= Cecilia Valdés =

Novel by Cirilo Villaverde

Cecilia Valdés is both a novel by the Cuban writer Cirilo Villaverde (1812-1894), and a zarzuela based on the novel. It is a work of importance for its quality, and its revelation of the interaction of classes and races in Havana, Cuba.

== Novel ==
The first version of the novel Cecilia Valdés o la Loma del Angel was published in Havana in 1839. After several revisions, the definitive and extended version was published in New York City in 1882. It has never been out of print in Spanish and has been translated into several English editions (as Cecilia Valdes" or "Angel Hill). It is widely regarded as the best Cuban novel of the 19th century.

=== Synopsis ===
The story takes place in colonial Cuba around 1830. The young and beautiful light skinned mulatta, Cecilia Valdés, is the illegitimate daughter of powerful land magnate and slave trader, Cándido de Gamboa. Leonardo de Gamboa is his legitimate son. Leonardo falls in love with Cecilia, not realizing that she is his half-sister, and they become lovers. At the same time, a poor black musician, José Dolores Pimienta, is also hopelessly in love with Cecilia. Cecilia rejects Pimenta's advances and conceives Leonardo's son.

However, love between Leonardo and Cecilia does not last. He abandons her and becomes betrothed to a white upper class woman, Isabel Ilincheta. Cecilia turns to the faithful Pimienta to plan revenge. On the day of his wedding, Leonardo is assassinated on the steps of the cathedral by Pimienta who acts on the instigation of Cecilia. Pimienta is executed, and she is thrown in prison.

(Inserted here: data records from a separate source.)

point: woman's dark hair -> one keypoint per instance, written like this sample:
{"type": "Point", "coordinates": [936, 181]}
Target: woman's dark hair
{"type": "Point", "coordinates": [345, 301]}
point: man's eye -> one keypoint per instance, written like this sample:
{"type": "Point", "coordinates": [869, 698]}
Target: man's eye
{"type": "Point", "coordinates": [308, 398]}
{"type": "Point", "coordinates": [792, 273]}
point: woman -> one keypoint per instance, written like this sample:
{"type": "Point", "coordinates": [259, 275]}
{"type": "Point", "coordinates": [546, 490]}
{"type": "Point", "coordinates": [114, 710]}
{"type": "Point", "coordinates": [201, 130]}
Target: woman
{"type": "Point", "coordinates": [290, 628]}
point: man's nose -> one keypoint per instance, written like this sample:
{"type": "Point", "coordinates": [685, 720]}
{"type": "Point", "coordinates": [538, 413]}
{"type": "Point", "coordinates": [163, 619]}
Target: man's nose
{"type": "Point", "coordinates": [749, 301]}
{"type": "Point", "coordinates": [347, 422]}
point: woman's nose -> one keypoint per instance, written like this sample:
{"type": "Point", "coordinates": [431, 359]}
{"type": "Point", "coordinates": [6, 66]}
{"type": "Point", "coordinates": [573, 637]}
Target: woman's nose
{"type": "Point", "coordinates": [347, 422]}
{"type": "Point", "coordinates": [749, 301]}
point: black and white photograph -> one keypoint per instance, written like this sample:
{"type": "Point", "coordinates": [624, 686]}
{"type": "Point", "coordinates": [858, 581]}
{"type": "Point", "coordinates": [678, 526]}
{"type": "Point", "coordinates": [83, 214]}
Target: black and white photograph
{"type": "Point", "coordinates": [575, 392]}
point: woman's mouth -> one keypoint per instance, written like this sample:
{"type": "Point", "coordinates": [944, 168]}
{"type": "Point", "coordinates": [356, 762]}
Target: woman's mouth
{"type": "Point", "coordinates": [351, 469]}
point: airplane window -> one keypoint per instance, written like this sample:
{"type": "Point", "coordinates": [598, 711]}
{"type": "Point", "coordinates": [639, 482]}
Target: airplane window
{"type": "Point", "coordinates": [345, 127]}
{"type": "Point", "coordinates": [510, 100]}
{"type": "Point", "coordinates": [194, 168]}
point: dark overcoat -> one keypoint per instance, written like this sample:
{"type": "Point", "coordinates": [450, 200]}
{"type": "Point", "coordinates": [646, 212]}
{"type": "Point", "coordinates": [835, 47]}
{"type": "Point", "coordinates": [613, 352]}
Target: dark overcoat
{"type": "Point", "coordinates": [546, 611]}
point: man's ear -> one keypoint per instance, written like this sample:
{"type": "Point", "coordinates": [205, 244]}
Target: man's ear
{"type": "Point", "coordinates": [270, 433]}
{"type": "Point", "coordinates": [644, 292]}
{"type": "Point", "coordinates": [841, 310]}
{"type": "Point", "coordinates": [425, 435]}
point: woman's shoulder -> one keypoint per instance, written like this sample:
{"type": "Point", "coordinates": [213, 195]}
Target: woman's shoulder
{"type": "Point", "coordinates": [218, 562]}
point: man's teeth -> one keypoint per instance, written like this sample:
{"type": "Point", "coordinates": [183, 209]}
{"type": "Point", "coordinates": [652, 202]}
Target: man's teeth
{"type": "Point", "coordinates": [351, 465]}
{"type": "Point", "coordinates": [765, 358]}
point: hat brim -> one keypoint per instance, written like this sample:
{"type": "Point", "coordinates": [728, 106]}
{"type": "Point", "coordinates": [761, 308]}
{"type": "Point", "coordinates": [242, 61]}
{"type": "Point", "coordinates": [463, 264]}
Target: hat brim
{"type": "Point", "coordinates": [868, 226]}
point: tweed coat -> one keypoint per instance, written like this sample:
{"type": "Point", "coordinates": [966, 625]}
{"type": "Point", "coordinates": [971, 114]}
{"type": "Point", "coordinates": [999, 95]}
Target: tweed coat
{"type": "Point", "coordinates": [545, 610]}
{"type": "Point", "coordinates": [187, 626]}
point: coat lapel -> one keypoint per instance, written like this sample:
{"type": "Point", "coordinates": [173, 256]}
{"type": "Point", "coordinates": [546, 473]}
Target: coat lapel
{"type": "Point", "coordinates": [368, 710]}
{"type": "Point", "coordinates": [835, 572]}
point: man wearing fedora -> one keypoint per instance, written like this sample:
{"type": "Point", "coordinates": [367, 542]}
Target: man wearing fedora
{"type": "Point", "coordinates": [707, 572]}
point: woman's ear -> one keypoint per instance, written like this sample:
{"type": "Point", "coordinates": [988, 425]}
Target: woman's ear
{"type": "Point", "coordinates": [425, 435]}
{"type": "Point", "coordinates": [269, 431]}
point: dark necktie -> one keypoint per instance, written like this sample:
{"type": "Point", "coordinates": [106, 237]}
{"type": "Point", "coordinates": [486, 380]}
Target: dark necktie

Cecilia Valdés reveals the intricate problems of race relations in Cuba. There are the elite social circles of Spanish-born and creole whites; the growing number of mulattos, of which Cecilia is one, and the blacks: some slaves, some freed men. The blacks are also divided between those who were born in Africa and those born in Cuba, those who worked on the sugar plantation and those who worked in the households of the wealthy in Havana. Cecilia Valdés is a canvas displaying the sexual, social, and racial interaction of the Cubans of the day.

== Zarzuela ==
The zarzuela is in two acts with music by Gonzalo Roig. The libretto was by Agustin Rodríguez and José Sánchez-Arcilla, based on the novel Cecilia Valdés, o la Loma del Angel by Cirilo Villaverde. The storyline is about a tragedy of manners, love and revenge, in colonial Cuban society of the early 19th century.

=== Performance history ===
- World premiere: Havana, Cuba 1932
- Metropolitan Opera premiere: July 17, 1965
- Toronto Operetta Theatre: February 15, 2003.
- Teatro de la Zarzuela: January 24, 2020.

=== Critique ===
In Villaverde's novel (completed in 1882), the melodramatic plot serves as a background for social life in Cuba, with slavery, injustice, crises and personal tragedies, following colorful presentation in detailed characterization and description, even to the point that the plot itself loses its pace at times, long before reaching its climax, as if the author had lost interest in his story and wanted to finish it as fast as possible.

In Roig's zarzuela, however, dramatic element is more exposed, more consistent and in swift action, presented as an interesting unrolling story pointing toward inevitable climax, which shows great talent and theatrical experience on the part of the composer, the piece containing mixture of traditional Cuban music, with all its genres, forms and vivid rhythms and dances, interlaced in good balance with predominantly romantic in style music of the Western tradition, particularly in melody and orchestration.

"The zarzuela Cecilia Valdes can be more pleasing to listen to than Verdi, and at times more profound than Meyerbeer or Bellini."

=== Available recordings ===
- Audio CD from Orfeon Records (1997)

== Film ==

A film based on the novel was produced in Cuba in 1982. The film stars Daisy Granados as Cecilia Valdés and Imanol Arias as Leonardo de Gamboa.

== Literary references ==

- Cuban writer Reinaldo Arenas wrote his own version of Villaverde's novel in his book Graveyard of the Angels (La loma del ángel).
- Cuban writer Daína Chaviano also offered a different and personal version of Villaverde's story in her novel The Island of Eternal Love (Riverhead, 2008), where both protagonists and even the author himself appear as characters.